The fastest-spreading language in human history, English is spoken at a useful level by some 1.75 billion people worldwide—that’s one in every four of us. There are close to 385 million native speakers in countries like the U.S. and Australia, about a billion fluent speakers in formerly colonized nations such as India and Nigeria, and millions of people around the world who’ve studied it as a second language. An estimated 565 million people use it on the internet.

The benefits of “Englishnization,” as Mikitani calls it, are significant; however, relatively few companies have systematically implemented an English-language policy with sustained results. Through my research and work over the past decade with companies, I’ve developed an adoption framework to guide companies in their language efforts. There’s still a lot to learn, but success stories do exist. Adopters will find significant advantages.

Why English Only?

There’s no question that unrestricted multilingualism is inefficient and can prevent important interactions from taking place and get in the way of achieving key goals. The need to tightly coordinate tasks and work with customers and partners worldwide has accelerated the move toward English as the official language of business no matter where companies are headquartered.

Three primary reasons are driving the move toward English as a corporate standard….

Read the Entire Article Here

 

Starting an English-Only program is a significant task in Japan, but for many Austrian and German companies it is much easier, as the general second language in Europe is English, and most people in the German-speaking territories can speak some English.

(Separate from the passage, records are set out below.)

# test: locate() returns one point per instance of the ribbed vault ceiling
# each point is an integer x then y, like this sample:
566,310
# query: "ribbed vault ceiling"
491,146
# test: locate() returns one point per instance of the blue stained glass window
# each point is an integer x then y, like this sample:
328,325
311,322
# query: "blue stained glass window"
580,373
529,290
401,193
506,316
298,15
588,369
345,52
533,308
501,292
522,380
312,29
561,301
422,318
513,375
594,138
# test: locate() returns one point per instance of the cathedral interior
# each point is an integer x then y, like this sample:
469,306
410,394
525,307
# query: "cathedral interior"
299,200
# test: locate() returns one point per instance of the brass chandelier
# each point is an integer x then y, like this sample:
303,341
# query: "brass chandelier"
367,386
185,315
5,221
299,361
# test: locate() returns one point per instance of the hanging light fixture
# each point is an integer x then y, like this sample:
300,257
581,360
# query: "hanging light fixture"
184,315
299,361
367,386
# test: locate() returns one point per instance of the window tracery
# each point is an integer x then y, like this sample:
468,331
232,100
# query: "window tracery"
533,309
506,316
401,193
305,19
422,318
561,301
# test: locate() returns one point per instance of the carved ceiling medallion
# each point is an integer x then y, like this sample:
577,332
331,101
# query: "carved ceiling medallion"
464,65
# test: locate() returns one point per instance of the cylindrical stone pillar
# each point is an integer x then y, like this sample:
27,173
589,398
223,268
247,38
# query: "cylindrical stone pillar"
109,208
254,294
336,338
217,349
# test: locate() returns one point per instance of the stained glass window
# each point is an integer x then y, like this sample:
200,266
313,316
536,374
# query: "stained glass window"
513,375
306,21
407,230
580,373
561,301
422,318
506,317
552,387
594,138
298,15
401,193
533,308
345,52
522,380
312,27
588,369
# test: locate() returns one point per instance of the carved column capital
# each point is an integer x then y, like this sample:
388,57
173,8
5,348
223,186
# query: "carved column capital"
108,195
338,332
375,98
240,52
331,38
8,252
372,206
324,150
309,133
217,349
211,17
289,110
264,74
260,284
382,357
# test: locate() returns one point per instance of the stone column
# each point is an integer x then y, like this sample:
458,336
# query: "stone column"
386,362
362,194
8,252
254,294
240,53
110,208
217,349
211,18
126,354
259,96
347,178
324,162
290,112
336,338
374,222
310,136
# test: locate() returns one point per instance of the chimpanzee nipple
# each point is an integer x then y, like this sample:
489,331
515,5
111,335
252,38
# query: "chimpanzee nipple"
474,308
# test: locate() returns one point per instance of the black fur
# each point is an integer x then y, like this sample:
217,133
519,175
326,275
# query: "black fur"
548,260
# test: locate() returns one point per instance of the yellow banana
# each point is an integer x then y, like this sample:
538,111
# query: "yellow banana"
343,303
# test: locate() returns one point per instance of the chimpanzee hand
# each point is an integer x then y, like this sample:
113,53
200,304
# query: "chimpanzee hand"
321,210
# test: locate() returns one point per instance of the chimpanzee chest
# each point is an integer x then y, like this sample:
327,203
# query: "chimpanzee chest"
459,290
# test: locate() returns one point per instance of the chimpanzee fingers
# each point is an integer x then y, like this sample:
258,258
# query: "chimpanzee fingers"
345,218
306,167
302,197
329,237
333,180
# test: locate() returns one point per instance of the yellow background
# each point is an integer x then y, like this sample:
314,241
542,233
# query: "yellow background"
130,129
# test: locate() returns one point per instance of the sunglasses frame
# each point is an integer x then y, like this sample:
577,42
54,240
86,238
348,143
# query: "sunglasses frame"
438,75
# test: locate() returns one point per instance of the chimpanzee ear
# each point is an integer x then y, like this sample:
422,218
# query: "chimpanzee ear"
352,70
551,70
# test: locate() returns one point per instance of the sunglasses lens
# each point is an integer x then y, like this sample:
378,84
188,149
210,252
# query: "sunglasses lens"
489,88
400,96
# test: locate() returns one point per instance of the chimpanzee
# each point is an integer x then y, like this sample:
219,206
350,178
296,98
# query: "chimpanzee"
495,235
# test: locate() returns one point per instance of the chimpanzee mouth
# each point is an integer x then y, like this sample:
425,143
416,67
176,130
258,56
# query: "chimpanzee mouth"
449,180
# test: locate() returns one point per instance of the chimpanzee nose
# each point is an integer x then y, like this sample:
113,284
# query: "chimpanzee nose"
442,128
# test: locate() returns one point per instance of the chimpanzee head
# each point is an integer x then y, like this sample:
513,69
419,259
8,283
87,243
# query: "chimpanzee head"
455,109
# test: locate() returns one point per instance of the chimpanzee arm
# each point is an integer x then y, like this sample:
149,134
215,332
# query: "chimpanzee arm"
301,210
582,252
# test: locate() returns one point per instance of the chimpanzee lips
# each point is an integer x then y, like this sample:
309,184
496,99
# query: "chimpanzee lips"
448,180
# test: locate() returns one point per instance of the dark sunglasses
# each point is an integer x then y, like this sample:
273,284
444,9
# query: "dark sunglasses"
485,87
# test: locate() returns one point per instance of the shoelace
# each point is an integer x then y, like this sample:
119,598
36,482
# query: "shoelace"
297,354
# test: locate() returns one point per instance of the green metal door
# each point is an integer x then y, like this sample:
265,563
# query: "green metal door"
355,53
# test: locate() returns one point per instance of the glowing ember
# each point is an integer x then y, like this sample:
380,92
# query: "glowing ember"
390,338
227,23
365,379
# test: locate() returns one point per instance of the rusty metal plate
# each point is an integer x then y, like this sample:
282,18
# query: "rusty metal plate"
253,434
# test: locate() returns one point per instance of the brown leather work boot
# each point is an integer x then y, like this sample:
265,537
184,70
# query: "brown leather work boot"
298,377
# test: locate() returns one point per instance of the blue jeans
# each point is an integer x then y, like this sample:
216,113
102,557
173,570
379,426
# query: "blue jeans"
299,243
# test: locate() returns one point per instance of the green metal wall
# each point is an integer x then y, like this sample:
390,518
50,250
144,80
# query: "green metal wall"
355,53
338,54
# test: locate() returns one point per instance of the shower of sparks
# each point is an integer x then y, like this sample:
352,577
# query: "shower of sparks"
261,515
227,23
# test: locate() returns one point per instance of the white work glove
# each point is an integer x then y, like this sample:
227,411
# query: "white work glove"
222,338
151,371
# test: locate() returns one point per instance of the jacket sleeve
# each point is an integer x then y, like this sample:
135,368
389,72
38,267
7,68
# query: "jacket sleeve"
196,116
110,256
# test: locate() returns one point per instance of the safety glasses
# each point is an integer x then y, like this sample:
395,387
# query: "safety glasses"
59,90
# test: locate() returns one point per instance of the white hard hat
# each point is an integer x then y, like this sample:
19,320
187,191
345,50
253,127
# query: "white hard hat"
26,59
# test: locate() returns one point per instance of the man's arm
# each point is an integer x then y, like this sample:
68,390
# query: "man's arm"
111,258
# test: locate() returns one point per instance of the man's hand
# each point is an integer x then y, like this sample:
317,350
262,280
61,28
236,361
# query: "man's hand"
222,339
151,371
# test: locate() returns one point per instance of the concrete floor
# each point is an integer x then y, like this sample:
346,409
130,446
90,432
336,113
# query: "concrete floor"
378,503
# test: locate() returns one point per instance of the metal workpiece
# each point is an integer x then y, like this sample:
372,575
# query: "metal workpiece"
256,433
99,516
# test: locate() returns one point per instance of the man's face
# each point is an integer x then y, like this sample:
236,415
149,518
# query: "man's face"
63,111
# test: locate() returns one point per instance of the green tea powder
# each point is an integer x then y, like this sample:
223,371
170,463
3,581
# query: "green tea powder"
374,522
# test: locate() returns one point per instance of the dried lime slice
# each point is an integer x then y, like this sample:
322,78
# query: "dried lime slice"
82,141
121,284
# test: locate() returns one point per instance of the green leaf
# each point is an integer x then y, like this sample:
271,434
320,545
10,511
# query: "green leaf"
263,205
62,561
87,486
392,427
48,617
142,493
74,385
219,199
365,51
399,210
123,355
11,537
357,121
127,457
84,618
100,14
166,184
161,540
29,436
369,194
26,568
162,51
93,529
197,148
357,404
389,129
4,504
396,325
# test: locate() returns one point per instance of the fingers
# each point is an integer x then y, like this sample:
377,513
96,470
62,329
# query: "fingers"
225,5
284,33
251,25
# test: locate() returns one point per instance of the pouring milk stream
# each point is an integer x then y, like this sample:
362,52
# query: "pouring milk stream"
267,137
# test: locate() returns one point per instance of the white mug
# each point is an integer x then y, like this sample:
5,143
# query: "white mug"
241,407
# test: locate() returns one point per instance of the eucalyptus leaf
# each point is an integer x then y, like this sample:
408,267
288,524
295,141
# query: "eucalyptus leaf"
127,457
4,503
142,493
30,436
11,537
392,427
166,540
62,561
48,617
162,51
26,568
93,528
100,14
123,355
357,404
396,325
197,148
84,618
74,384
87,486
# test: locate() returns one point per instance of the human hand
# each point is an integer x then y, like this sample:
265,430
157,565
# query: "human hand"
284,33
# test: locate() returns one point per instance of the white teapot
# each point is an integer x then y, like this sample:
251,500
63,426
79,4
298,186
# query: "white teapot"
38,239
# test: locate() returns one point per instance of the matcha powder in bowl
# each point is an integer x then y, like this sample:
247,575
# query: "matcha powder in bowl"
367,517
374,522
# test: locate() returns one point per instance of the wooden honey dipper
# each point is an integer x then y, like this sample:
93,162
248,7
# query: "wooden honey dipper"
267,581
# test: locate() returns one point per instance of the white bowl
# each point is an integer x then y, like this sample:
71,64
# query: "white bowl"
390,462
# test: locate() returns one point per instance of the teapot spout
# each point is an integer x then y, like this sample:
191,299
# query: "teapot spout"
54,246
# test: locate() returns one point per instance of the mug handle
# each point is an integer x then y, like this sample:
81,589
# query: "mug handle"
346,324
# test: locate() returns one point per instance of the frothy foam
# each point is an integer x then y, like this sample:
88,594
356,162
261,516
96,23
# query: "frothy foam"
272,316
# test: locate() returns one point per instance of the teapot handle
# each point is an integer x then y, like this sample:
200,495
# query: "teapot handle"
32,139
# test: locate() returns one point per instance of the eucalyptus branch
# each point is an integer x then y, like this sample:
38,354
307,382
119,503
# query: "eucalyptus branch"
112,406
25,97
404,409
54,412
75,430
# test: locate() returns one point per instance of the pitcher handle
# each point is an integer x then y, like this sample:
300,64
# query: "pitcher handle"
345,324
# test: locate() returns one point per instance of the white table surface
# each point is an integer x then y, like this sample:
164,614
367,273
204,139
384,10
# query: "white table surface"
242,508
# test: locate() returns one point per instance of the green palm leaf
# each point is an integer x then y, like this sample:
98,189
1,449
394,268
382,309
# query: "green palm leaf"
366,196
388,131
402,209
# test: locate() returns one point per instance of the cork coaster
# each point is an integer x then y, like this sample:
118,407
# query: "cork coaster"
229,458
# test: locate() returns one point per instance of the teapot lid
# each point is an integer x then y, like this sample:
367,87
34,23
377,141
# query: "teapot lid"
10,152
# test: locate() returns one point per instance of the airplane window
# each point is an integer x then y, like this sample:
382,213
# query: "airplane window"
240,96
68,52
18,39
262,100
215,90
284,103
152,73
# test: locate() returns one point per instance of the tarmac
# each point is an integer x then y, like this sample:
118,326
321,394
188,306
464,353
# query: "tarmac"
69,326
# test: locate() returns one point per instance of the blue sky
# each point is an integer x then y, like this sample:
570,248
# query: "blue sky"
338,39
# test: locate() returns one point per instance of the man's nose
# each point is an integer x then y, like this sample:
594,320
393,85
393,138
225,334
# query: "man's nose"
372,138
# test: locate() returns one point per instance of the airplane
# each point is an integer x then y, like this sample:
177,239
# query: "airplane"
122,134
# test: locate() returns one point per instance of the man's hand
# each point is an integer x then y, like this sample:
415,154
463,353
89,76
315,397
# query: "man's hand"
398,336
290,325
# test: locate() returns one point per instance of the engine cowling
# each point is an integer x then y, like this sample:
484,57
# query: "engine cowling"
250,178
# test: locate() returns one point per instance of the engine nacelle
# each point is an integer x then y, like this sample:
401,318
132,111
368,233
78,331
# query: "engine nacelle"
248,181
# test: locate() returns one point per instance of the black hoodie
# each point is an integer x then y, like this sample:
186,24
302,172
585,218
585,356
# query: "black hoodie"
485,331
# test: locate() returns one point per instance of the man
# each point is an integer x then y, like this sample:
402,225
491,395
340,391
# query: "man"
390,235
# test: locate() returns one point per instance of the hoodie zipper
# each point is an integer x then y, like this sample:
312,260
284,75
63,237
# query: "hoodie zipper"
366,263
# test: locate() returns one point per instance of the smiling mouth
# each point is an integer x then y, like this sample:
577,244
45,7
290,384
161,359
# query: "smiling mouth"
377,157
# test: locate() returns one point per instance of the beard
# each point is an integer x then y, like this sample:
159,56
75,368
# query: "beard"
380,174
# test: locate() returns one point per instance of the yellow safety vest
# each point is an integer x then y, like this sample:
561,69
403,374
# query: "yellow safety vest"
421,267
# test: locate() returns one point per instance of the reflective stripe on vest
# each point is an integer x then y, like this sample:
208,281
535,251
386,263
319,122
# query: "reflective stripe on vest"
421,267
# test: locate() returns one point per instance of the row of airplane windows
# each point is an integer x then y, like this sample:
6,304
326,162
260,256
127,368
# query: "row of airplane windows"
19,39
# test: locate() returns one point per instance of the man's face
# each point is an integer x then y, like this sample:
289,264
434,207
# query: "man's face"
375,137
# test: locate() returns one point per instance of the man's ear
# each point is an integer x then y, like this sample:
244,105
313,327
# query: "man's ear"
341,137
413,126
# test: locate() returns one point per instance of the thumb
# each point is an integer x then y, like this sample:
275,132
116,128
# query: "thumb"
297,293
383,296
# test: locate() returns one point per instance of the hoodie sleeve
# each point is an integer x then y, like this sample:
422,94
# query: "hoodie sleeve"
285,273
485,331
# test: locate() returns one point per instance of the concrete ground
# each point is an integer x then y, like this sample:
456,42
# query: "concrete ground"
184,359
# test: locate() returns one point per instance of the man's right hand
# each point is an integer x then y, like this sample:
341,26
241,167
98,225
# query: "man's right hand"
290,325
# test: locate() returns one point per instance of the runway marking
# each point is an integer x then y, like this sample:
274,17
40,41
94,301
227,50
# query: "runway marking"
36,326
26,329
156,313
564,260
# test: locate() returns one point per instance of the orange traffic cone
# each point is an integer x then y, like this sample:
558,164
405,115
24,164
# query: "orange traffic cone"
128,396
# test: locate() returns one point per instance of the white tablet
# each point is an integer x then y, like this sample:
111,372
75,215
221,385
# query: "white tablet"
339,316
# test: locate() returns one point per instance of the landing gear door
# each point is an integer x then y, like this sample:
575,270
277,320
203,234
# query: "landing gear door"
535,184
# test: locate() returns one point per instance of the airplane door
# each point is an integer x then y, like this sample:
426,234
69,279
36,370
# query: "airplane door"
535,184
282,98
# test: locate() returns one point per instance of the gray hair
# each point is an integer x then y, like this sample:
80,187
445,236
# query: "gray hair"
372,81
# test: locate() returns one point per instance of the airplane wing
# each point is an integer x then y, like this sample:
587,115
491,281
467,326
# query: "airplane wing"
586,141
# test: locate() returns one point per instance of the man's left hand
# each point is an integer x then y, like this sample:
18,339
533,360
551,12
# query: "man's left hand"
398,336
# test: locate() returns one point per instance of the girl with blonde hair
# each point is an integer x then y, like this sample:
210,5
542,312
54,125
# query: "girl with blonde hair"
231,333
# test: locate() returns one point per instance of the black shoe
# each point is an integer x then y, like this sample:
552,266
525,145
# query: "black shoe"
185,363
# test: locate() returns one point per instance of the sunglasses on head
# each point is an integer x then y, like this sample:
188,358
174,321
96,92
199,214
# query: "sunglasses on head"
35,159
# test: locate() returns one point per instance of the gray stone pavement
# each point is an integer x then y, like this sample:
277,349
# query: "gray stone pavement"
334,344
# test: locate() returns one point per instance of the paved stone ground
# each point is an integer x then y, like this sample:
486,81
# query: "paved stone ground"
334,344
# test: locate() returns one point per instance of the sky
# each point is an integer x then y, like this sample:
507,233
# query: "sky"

Yet at the Advanced Language Institute we understand the need for expert-level knowledge of vocabulary and a constant need to upgrade and practice one’s communication skills, especially when you are working on interdisciplinary, multimillion Euro projects. We agree with the assessment of Professor Neeley and others, that in professional fields across all disciplines, English is not only the standard, but the expectation at the most advanced levels of communication worldwide.